Comment by zelphirkalt

16 hours ago

I very much doubt the ability of LLMs to provide leak-free, faulty memory management free, C code, because they are trained on loads of bad code in that regard. They will not output code of the quality that maybe 1% of C developers could, if even that many. Fact is, that even well paid and professional C/C++ developers introduce memory management issues in such code bases (see Chromium project statistics about this). So chances to get good C programs from LLMs, which learn from far lower quality code than Chromium, are probably very slim.

Vibe-coding a program that segfaults and you don't know why and you keep burning compute on that? Doesn't seem like a great idea.

He says in his article:

>Is C the ideal language for vibe coding? I think I could mount an argument for why it is not, but surely Rust is even less ideal.

I've been using Rust with LLMs for a long time (mid-2023?) now; cargo check and the cargo package system make it very easy for LLMs to check their work and produce high quality code that almost never breaks, and always compiles.

  • My favorite use for LLMs with Rust is using them as a macro debugger; they provide better error messages than the errors Cargo can provide. It's cool to take a macro and ask the LLM to do an expansion of it, to see what it would look like. Or, to take Rust code and ask the LLM to create a macro for it.

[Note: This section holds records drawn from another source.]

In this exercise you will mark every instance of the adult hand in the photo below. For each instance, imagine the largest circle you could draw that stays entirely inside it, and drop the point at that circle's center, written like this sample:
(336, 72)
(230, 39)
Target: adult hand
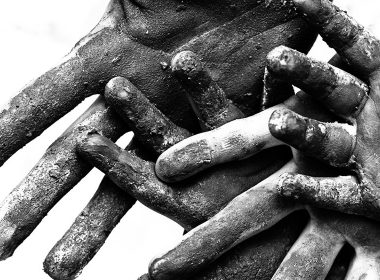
(343, 94)
(135, 39)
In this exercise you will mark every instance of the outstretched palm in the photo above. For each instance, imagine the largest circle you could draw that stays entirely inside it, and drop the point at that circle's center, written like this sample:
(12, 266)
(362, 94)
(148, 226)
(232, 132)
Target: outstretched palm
(352, 145)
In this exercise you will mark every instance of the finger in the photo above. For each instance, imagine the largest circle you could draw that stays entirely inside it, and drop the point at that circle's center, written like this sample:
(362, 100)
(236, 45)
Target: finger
(55, 93)
(340, 31)
(207, 98)
(341, 92)
(238, 139)
(152, 128)
(89, 232)
(331, 142)
(248, 214)
(312, 256)
(275, 90)
(54, 175)
(341, 193)
(133, 174)
(81, 242)
(365, 266)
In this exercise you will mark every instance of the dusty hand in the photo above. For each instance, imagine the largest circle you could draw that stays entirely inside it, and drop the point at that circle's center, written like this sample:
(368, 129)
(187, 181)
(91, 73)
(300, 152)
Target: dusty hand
(136, 41)
(312, 256)
(353, 145)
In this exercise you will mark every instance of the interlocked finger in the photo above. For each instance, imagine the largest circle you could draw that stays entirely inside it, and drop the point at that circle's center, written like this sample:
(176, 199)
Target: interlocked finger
(248, 214)
(342, 93)
(360, 48)
(236, 140)
(207, 98)
(55, 174)
(154, 130)
(331, 142)
(312, 256)
(340, 193)
(109, 204)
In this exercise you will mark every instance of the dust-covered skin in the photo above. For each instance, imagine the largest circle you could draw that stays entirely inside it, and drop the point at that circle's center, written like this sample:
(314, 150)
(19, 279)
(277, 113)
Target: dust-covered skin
(352, 146)
(137, 40)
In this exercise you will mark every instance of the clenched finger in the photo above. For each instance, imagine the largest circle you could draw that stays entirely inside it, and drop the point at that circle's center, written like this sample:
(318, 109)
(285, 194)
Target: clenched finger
(331, 142)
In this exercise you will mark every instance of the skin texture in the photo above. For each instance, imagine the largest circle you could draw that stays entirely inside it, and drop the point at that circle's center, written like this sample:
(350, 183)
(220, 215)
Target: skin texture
(313, 254)
(135, 40)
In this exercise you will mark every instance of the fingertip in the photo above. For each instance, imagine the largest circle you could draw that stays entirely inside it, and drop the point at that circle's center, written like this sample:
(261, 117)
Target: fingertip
(119, 89)
(308, 5)
(98, 149)
(157, 269)
(286, 184)
(164, 169)
(280, 59)
(184, 160)
(186, 63)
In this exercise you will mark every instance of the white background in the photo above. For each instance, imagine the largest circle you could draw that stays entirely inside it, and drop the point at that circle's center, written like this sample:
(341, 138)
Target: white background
(34, 36)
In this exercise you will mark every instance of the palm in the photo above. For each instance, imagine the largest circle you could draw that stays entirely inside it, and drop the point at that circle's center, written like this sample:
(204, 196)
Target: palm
(135, 40)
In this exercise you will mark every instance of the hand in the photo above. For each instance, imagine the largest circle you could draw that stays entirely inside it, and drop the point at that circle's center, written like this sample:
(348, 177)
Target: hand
(352, 145)
(100, 57)
(315, 251)
(189, 203)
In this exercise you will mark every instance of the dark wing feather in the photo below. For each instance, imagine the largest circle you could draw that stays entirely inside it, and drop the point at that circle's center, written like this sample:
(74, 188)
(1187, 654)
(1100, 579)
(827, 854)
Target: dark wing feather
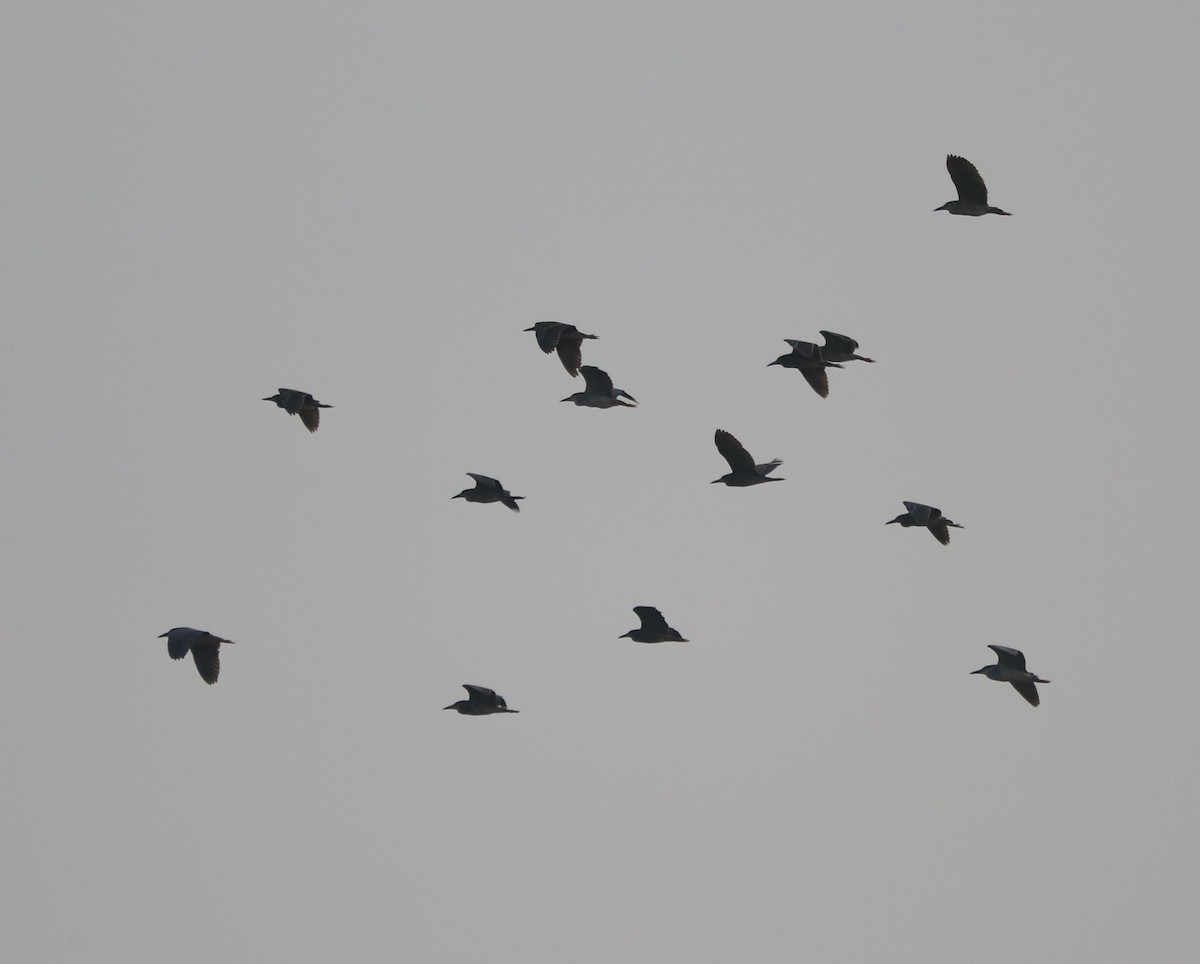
(1008, 657)
(570, 354)
(921, 514)
(547, 335)
(207, 660)
(733, 451)
(310, 415)
(804, 348)
(598, 381)
(819, 379)
(652, 620)
(480, 695)
(839, 342)
(1029, 692)
(966, 179)
(485, 481)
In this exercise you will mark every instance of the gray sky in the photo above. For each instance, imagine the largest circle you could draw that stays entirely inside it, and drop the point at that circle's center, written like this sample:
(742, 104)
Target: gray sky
(370, 202)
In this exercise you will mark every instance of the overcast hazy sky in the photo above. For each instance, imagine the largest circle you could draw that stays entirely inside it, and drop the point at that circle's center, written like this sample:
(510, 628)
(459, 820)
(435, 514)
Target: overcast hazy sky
(208, 201)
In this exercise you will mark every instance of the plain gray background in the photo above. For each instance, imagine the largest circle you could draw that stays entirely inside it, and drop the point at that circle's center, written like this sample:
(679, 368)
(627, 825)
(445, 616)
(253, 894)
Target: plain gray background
(370, 202)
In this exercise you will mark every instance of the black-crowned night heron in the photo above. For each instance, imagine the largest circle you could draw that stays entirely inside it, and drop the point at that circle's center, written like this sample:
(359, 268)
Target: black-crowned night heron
(1011, 669)
(565, 339)
(808, 359)
(481, 701)
(972, 191)
(743, 468)
(929, 518)
(299, 403)
(598, 390)
(653, 629)
(489, 490)
(203, 646)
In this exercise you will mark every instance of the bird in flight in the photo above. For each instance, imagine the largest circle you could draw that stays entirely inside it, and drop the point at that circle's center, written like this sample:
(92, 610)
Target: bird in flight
(598, 390)
(653, 629)
(481, 701)
(1011, 669)
(299, 403)
(929, 518)
(565, 339)
(809, 360)
(203, 646)
(972, 191)
(743, 469)
(489, 490)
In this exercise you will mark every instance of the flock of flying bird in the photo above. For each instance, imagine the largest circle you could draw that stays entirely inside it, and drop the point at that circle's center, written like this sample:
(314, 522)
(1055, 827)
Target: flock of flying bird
(809, 359)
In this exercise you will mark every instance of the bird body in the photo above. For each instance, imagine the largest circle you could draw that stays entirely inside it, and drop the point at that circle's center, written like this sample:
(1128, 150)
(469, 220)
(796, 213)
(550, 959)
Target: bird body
(565, 339)
(598, 390)
(203, 646)
(929, 518)
(489, 490)
(808, 359)
(481, 701)
(1011, 669)
(743, 469)
(841, 348)
(972, 191)
(653, 629)
(299, 403)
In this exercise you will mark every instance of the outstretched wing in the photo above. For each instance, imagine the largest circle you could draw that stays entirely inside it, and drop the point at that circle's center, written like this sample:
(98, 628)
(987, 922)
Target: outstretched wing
(819, 379)
(804, 348)
(1008, 657)
(921, 514)
(966, 179)
(485, 481)
(207, 656)
(480, 695)
(652, 620)
(1027, 690)
(839, 342)
(733, 451)
(599, 383)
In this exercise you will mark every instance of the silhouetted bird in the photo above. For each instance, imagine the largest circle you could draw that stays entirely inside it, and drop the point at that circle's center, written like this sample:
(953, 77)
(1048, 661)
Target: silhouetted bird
(300, 403)
(928, 516)
(489, 490)
(204, 647)
(598, 390)
(841, 348)
(744, 471)
(565, 339)
(1011, 669)
(972, 191)
(481, 701)
(654, 628)
(807, 359)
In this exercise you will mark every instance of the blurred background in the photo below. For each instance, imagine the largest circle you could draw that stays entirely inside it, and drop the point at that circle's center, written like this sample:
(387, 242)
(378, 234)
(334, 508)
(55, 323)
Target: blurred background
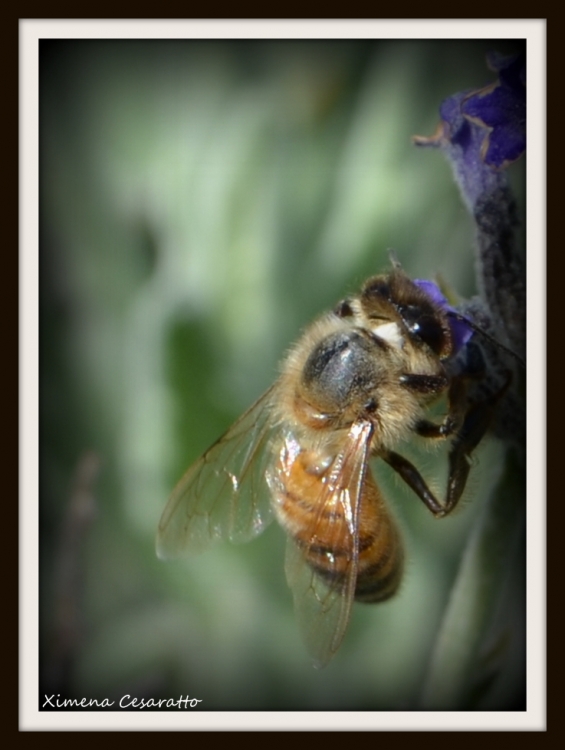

I agree that an LLM may make mistakes. But one advantage is, that you can also allocate resources for it to try and find its own mistakes. You can do this humans, but the grind wears away at them. Since this doesn't really happen with an LLM, it's pretty decent at catching it's own mistakes too.

Well, most LLM are fine tuned over higher quality data, this is kind of how they've kept improving them amongst other things.

The first pass is to learn the fundamentals of language, and then it is refined on curated datasets, so you could refine them on high quality curated C code.